Todos nós já reparamos, com toda a certeza, nos ataques – violentos e constantes – que são feitos contra a instituição familiar nos tempos que correm.
A família apanha pancada a torto e a direito. Apeteceria ter pena dela, se fosse uma pessoa.
Basta passar os olhos num jornal ou numa revista, ligar a televisão, reparar nas propostas de lei que, insistentemente, sobem e voltam a subir – mesmo depois de anteriormente derrotadas – aos parlamentos dos vários países.
Tudo é útil.
Tudo aquilo que, de uma forma ou de outra, possa servir para corromper a família e contribuir  para a eliminar da face da terra é incrementado, com meios poderosíssimos, em nome de qualquer coisa mal explicada que pretendem vestir de modernidade.
E apresentam-nos, em alternativa à família, como sendo as últimas conquistas do progresso humano, coisas que não são senão roupagens que pretendem tornar apresentáveis as mais antigas podridões humanas.
Como se a família fosse algo que pertencesse a uma época da história que estamos prestes a ultrapassar. Como se ela se pudesse abandonar, para dar lugar a algo mais atual, da mesma forma que se abandonaram as máquinas de escrever à medida que se foram generalizando os computadores.
Vamos assistindo a esses ataques…
É a intenção clara de impor na sociedade o aborto. A coabitação. O “casamento” de homossexuais e a possibilidade de adoptarem crianças.
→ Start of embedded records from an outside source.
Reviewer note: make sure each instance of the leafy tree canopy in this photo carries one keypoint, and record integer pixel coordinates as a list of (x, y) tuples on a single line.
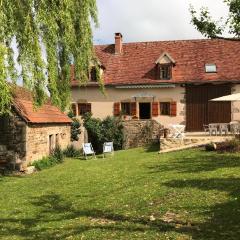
[(50, 35), (205, 24)]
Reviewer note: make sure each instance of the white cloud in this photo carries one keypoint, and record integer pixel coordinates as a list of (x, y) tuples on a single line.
[(149, 20)]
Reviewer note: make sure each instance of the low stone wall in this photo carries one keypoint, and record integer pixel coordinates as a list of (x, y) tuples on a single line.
[(138, 133), (13, 139), (39, 136)]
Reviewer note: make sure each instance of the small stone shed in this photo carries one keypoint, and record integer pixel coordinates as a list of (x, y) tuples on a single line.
[(28, 134)]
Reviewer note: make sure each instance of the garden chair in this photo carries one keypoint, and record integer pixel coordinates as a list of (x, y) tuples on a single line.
[(88, 150), (108, 148), (206, 128), (223, 128), (177, 131), (234, 128), (213, 129)]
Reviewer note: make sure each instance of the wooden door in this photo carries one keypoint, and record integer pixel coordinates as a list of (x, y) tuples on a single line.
[(200, 111)]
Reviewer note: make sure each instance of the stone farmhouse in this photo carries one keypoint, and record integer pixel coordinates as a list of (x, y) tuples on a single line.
[(168, 81), (29, 134)]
A atividade sexual desregrada, arrancada ao âmbito que lhe é próprio.
São as leis que favorecem o divórcio, e a ausência de leis que defendam e promovam as famílias com filhos.
É a criação de um ambiente de comodidade material e de egoísmo – “Segurança!… Segurança!”… – no qual os filhos não têm lugar, porque nada se opõe tanto ao egoísmo e à comodidade como os filhos.
É a tentativa de fazer passar – como sendo um facto moderno e racional – a ideia de um “planeamento familiar” que, no fim de contas (não é tão fácil reparar na contradição?), consiste em aprender as técnicas de não construir uma família.
E a outra ideia, a de que as crianças – não passam, para eles, de brinquedos vivos… – existem para os pais, e não os pais para as crianças (é talvez por isso que se avança tanto na investigação em embriões, de forma a que, qualquer dia, se possa escolher o sexo, as características, os pormenores do aspecto físico dos filhos… assim como quem vai à loja escolher uma boneca).
São, ainda, muitas outras coisas. Tantas, que uma família normal, com muitos filhos, já é olhada como um bicho estranho quando  passa na rua (sucede como quando alguém passa conduzindo um daqueles carros de museu que funcionam a manivela…).
No entanto, apesar de todos os ataques, e dos rios de dinheiro – não podemos ser ingénuos – que organizações poderosas gastam neles, a família não deixará de existir como aquilo que é: um nó de laços indestrutíveis, fundamentado na união – assumida em forma de compromisso livre – de um homem com uma mulher para sempre.
E todas essas campanhas são uma batalha antecipadamente perdida. E todo esse dinheiro é inutilmente gasto.
É que a família pertence à natureza humana, e não está na mão de ninguém mudar isso. Não é um estágio da evolução da humanidade, uma fase que depois se ultrapassa para se chegar a um patamar superior.
A seguir à família não há mais nenhum patamar: só o abismo.
Se não houvesse a família, não haveria homens, mas sim monstros (às vezes encontramos por aí alguns que não chegaram bem a ter uma família, nem nada parecido, e aquilo que neles vemos faz-nos pensar precisamente nisto).
Não acontecerá, evidentemente, aquilo que vou imaginar a seguir.
Mas se alguém muito poderoso e sábio, num dia muito futuro em que isto estivesse tudo perdido – num dia em que as orientações que agora se tenta impor tivessem vingado e conduzido ao desconcerto e ao isolamento gerais – se esse alguém se pusesse a magicar numa forma de organizar a sociedade de maneira a reconstrui-la; se quisesse arquitetar um sistema de formar novos homens que possuíssem firme consistência; se procurasse uma maneira de os homens estarem ligados uns aos outros por laços inquebráveis que os acompanhassem ao longo de toda a existência; se pretendesse que os homens nunca mais estivessem sozinhos; se desejasse inventar um caminho que de novo conduzisse à felicidade…
Então esse alguém, se fosse capaz, começaria por formar pequenas células, sãs e inquebráveis, que, depois de se juntarem a outras, viessem a constituir o tecido da sociedade dos homens.
Esse alguém, se fosse capaz, inventaria… a família!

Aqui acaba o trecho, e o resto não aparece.